Posted by shirleycurran on 25 January 2019

“Meowed? Something about a cat”, we mused, as we began our pencil and paper solve driving down from a week at 8000ft in the Sierra Nevada. Of course I checked to see whether Apt retains his membership of the Listener Setters’ Oenophile Elite and he didn’t score too well with just ‘port’ towards the end of his clues ‘Heading north skinned fish departed port city (6) ODESSA went in there (Was it (p)ASSED O(n)

I’m jumping ahead. We read a clear preamble that led us to a play (“Probably Shakespeare, we said – maybe poor Tom is the cause of the Meowing.”) and a ‘purported’ error that we were going to rectify in the final grid. Extra words were going to be used in three different ways. Initial letters of those in across clues would give us words of a speech. Some in down clues would define the words created by the rectified ‘purported error’ and the remainder would give us letters to anagram, together with the circled letters, to form a term for the error. Nothing daunting there, and, after all, this was the first crossword of the year so we were expecting a gentle one.

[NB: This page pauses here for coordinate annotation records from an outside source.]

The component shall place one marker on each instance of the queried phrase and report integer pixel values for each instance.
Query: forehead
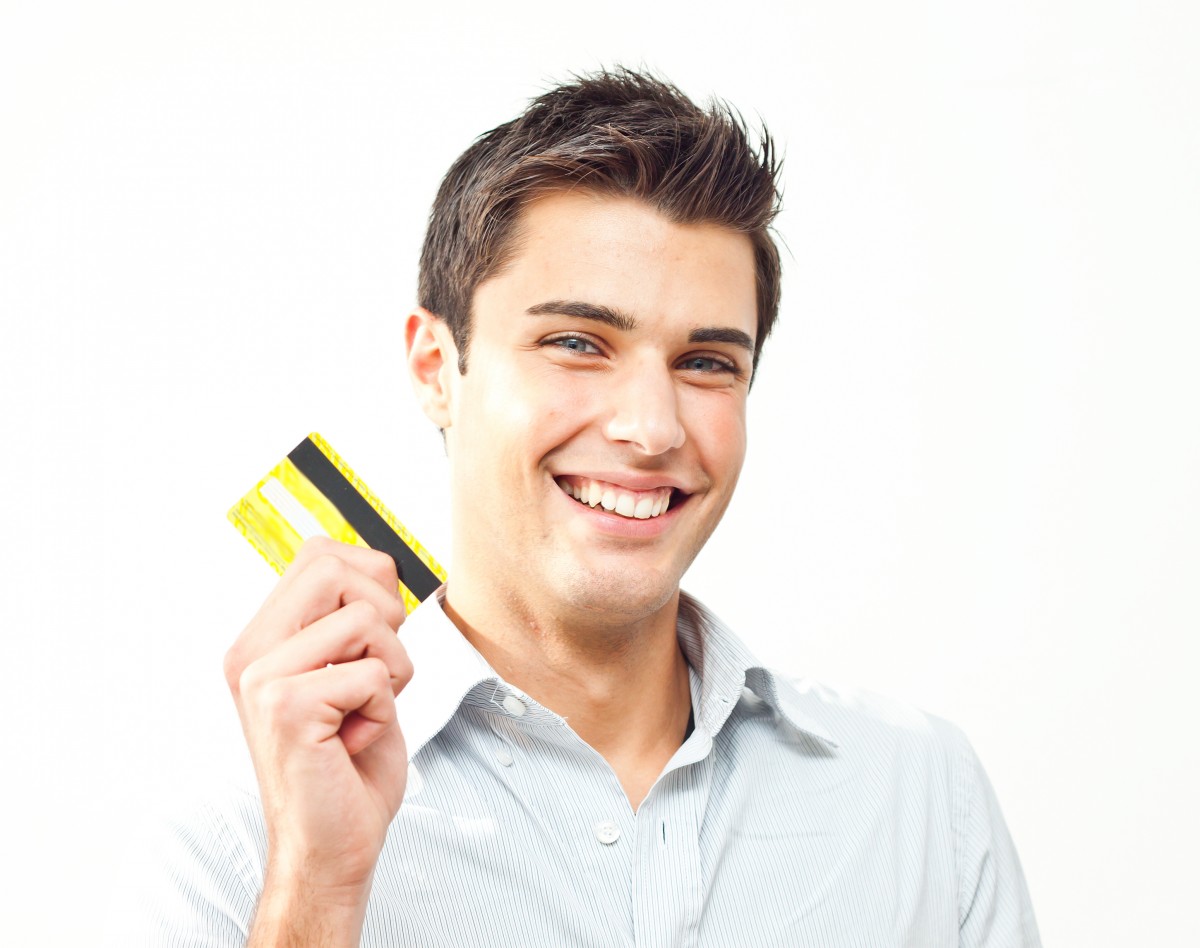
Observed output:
(623, 253)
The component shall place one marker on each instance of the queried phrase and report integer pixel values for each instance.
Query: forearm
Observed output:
(293, 913)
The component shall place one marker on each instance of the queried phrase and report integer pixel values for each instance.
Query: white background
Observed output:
(975, 459)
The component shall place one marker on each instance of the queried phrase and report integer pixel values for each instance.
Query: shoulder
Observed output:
(853, 718)
(202, 870)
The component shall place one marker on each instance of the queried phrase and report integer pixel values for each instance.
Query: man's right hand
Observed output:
(315, 677)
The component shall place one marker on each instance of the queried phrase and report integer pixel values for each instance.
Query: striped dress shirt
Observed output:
(792, 815)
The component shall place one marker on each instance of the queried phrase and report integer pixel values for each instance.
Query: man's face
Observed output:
(599, 431)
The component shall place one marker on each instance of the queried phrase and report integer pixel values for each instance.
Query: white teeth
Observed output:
(594, 493)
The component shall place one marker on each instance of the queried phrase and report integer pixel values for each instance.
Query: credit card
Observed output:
(312, 492)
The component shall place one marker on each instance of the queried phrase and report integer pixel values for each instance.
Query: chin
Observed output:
(621, 594)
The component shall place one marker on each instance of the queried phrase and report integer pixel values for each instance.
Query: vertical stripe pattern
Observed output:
(793, 815)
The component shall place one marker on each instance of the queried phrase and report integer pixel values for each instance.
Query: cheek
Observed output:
(521, 412)
(718, 431)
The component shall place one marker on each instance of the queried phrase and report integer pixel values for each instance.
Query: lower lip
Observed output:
(617, 526)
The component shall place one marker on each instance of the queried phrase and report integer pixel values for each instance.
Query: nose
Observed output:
(645, 411)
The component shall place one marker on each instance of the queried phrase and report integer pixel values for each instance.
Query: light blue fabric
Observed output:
(793, 815)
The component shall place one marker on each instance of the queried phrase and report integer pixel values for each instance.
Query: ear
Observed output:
(432, 364)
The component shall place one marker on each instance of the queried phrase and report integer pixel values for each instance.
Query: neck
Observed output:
(619, 682)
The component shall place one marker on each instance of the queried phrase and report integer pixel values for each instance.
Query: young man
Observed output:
(562, 748)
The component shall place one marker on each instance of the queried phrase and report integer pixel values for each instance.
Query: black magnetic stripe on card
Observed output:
(375, 531)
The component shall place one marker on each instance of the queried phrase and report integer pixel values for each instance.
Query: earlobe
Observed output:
(432, 364)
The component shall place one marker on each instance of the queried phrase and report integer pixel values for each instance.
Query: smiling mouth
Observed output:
(621, 501)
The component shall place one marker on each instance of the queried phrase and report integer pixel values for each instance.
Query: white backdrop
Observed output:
(975, 453)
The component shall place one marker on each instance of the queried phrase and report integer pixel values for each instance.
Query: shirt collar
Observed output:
(726, 666)
(447, 667)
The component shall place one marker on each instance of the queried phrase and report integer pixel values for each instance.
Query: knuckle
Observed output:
(383, 568)
(377, 672)
(249, 679)
(361, 612)
(273, 700)
(328, 569)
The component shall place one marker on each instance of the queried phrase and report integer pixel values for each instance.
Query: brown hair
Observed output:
(617, 132)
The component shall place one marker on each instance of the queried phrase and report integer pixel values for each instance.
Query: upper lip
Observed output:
(633, 480)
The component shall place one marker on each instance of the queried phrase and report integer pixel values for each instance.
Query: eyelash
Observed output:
(720, 365)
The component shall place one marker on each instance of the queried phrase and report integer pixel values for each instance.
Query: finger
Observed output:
(324, 581)
(354, 631)
(379, 567)
(355, 688)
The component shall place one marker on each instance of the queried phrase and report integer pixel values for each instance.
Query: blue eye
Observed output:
(703, 364)
(575, 343)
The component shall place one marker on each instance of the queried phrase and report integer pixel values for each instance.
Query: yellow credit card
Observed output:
(312, 492)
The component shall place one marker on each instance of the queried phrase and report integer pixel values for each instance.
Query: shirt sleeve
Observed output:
(198, 882)
(995, 910)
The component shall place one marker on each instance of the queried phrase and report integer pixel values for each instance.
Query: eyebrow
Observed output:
(625, 323)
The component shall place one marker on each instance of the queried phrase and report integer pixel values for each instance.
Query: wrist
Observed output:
(298, 910)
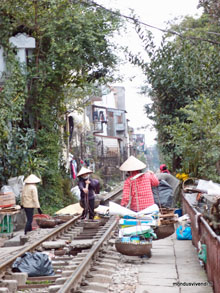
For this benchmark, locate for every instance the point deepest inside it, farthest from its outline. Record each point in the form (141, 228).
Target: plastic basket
(164, 231)
(46, 223)
(38, 216)
(133, 249)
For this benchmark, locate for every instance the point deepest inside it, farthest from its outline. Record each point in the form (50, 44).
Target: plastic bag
(34, 264)
(185, 234)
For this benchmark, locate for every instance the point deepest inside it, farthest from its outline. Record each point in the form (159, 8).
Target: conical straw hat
(32, 179)
(132, 164)
(83, 171)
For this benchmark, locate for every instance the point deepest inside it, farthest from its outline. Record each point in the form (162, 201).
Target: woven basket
(164, 231)
(46, 223)
(133, 249)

Solving was speedy and by the time we reached Silicon Valley we had a full grid with just one doubt and a familiar phrase: “ALL DEBTS ARE CLEARED …” “BETWEEN YOU AND I”, I completed. That oh-so-magnanimous declaration of Antonio in The Merchant of Venice, when he is about to give his pound of flesh for Bassanio. “Sweet Bassanio, my ships have all miscarried. My creditors grow cruel. My estate is very low. My bond to the Jew is forfeit. And since in paying it, it is impossible I should live, all debts are cleared between you and I if I might but see you at my death. Notwithstanding, use your pleasure. If your love do not persuade you to come, let not my letter.”

We have that comical little book of English grammar ‘Between You and I” on the shelves at home and are well aware that the term of fussing about this traditional  use of the nominative after a preposition is considered to be ‘HYPERCORRECTION’ so it was an inverse solve to work out which of the extra words of the down clues were definitions of the Is that were to be changed to ME. RAMESES gave PHARAOH, MESHES gave NETWORK, GAMELY led to WILLINGLY, SMEGMA had to be SECRETION, HUMMED gave HOAXED, SMELT was the FISH and EMMETS areTOURISTS somewhere in the south-west. Nice, Apt.

Our missing letter was in E?EA ‘Less than half of tuition that’s on the web site for philosophers. Was this E-TEA(CHING) or E-LEA(RNING)? We needed Chambers to tell us that ELEATIC referred to ELEA, a gathering site for philosophers. Of course there was no Poor Tom – just ME OWED. Many thanks, Apt.